Looting is an open secret in the village of Abu Sir al Malaq.
Policemen quietly debate the depth of some emptied tombs. Villagers driving on a dirt road across the adjoining necropolis can see piles of excavated bones.
At one farmhouse, looting appears to be a family business. Speaking on condition of anonymity, an elderly man and his sons admit to digging into tombs at night, working with a spotlight and armed with weapons.
They openly discuss grave-robbing while serving a meal of hard wheat rolls, homemade white cheese and hot tea.
“You want to see a coffin? We have a coffin,” one son asks eagerly.
He and the others say they store stolen artifacts in a plundered tomb. “No one would dare to take it,” says one of the men.
The family elder claims to have an ancient statue, 3 feet tall.
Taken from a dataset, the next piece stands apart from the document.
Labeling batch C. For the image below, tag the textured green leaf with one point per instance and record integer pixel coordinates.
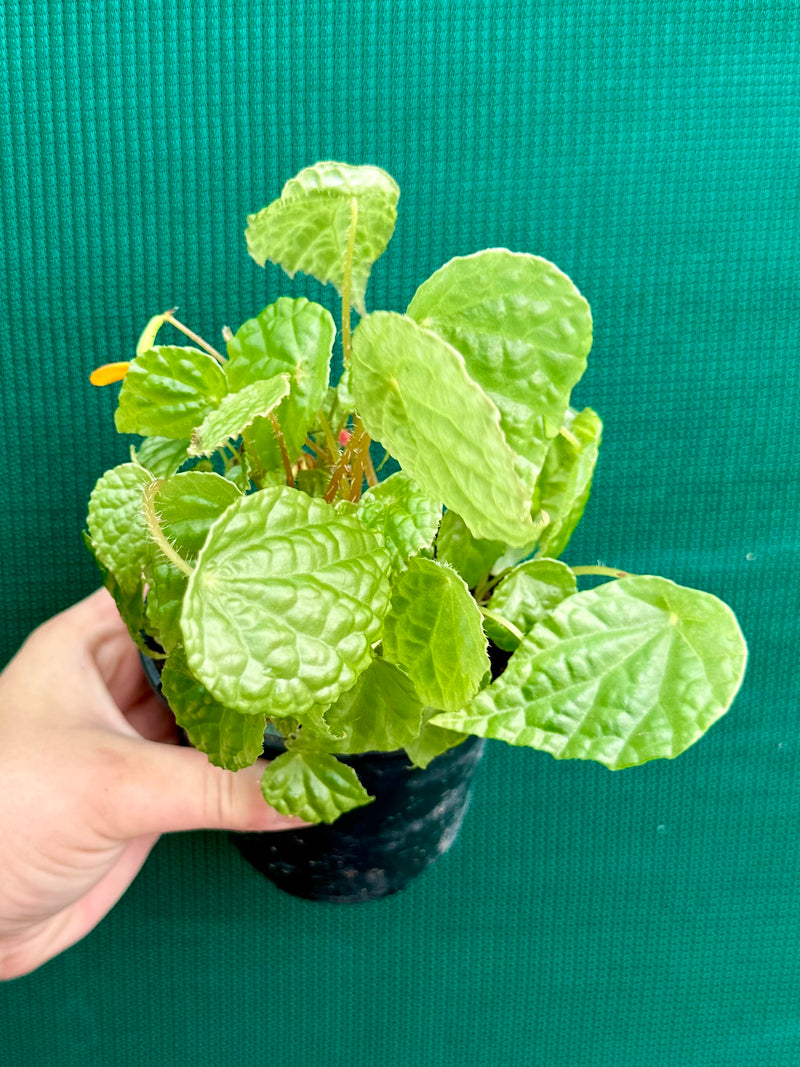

He sends a son to retrieve a sample of their loot — three turquoise funerary figurines, called shabti, 6 to 9 inches tall. He offers to sell each for 500 Egyptian pounds, about $74.
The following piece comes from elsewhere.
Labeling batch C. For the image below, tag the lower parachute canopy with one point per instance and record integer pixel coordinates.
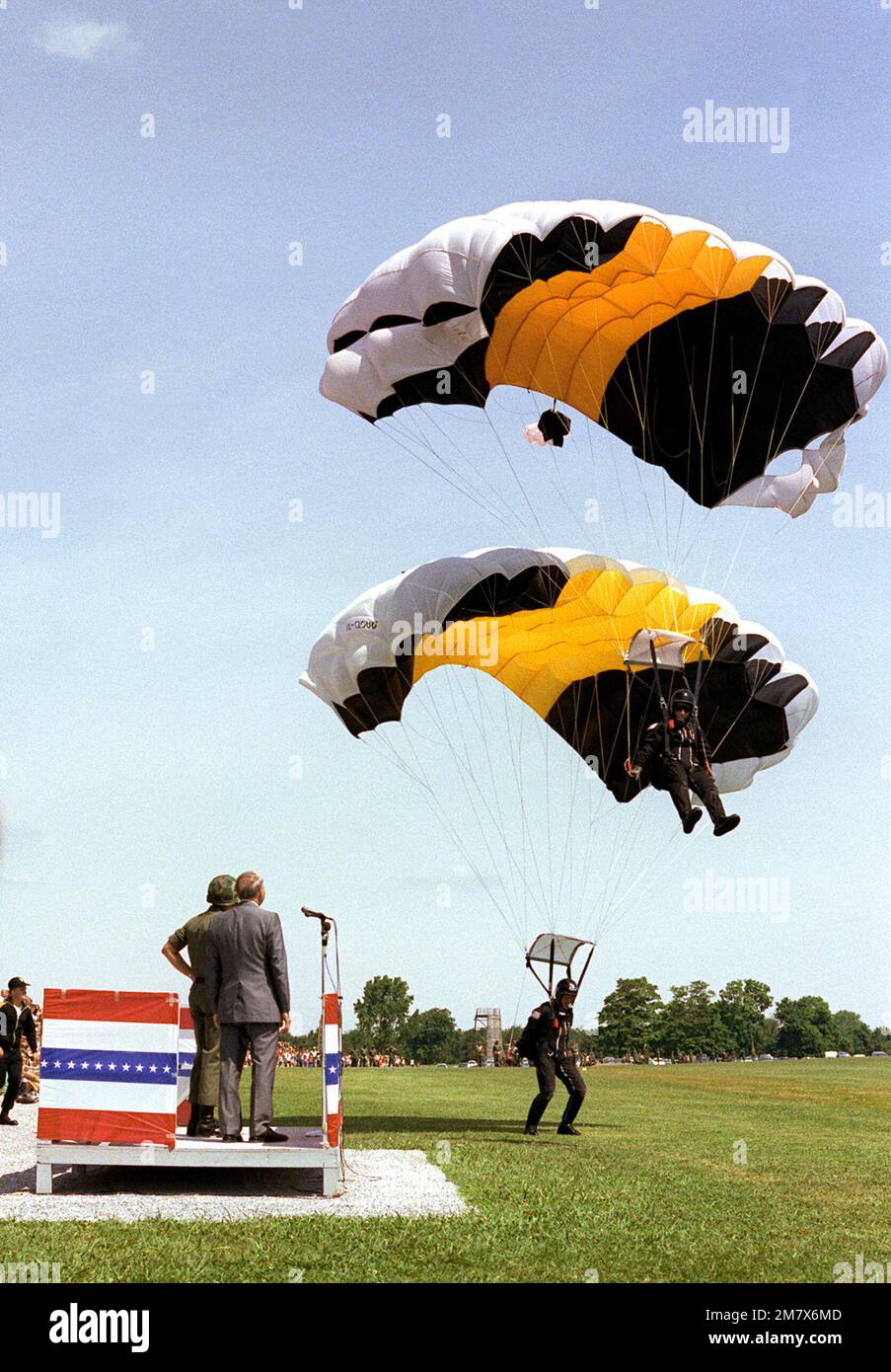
(562, 630)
The men seem surprised when a journalist isn't interested in buying, only in photographing the antiquities; when a camera appears, they nervously shrink against a wall.
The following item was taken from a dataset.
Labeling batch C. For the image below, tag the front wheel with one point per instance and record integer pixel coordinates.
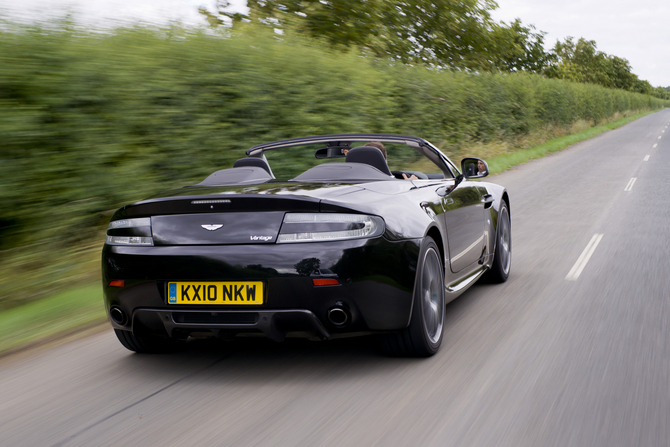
(423, 336)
“We don't need fakes anymore,” the patriarch declares, making a final sales pitch. “We only work in originals.”
Shabti are among the most common looted antiquities, experts say. These three are mummy-shaped, holding agricultural tools, with well-defined hieroglyphic inscriptions.
Wahiba Saleh, an archaeologist and chief antiquities inspector at Egypt's Dahshour burial complex, said the figurines are representations of servants. A tomb might contain hundreds of them, one for each day of the year.
Ancient Egyptians believed that “if one of the gods calls upon the deceased to do some work … a little shabti magically will get up and say, ‘I obey and reply,' and go off to do the work so the deceased doesn't have to,” explained Salima Ikram, an Egyptologist at American University in Cairo.
She and other university Egyptologists examined Trib photos of the figurines and said they appear real, dating between 664 and 332 B.C.
“Two are made from the same mold. They are in very good shape,” Ikram said.